Document includes FontFaceSource;
WorkerGlobalScope includes FontFaceSource;

Issues Index

Several things in this spec use normal ES objects to define behavior, such as various things using Promises internally, and FontFaceSet using a Set internally. I believe the intention here is that these objects (and their prototype chains) are pristine, unaffected by anything the author has done. Is this a good intention?
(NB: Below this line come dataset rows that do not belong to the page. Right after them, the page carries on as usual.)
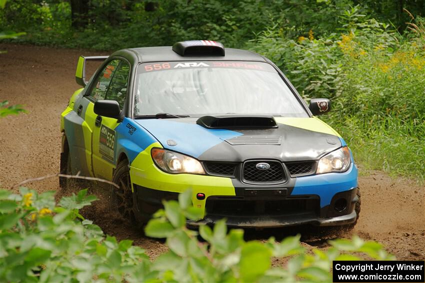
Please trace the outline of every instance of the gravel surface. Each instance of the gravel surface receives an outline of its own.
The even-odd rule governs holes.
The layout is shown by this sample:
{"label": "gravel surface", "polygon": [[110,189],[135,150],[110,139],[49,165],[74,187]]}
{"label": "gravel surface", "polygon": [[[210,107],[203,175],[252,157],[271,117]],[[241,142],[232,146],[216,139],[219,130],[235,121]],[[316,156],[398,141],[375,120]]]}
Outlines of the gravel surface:
{"label": "gravel surface", "polygon": [[[60,113],[78,88],[74,79],[78,57],[108,53],[12,44],[1,44],[0,50],[7,51],[0,55],[0,101],[24,104],[28,112],[0,120],[0,187],[8,188],[28,178],[58,172]],[[274,236],[280,239],[300,233],[305,246],[326,249],[327,239],[358,234],[382,243],[398,259],[425,259],[425,188],[382,172],[360,169],[362,212],[352,231],[337,234],[308,227],[248,230],[246,239],[264,240]],[[57,178],[28,186],[38,191],[59,189]],[[133,240],[152,258],[166,250],[163,241],[115,220],[108,212],[106,194],[92,191],[100,200],[84,215],[106,233]]]}

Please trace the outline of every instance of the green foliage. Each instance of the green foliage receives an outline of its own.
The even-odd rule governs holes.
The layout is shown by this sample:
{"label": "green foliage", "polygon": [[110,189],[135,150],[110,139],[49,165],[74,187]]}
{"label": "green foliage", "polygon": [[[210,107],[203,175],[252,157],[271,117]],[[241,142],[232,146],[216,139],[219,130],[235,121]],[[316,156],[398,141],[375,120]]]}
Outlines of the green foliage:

If so, how should I indicate this in the spec?
Clarify all mentions of "the document" to be clear about which document is being referenced, since objects can move between documents.
Need to define the base url, so relative urls can resolve. Should it be the url of the document? Is that correct for workers too, or should they use their worker url? Is that always defined?
When a FontFace is transferred between documents, it’s no longer CSS-connected.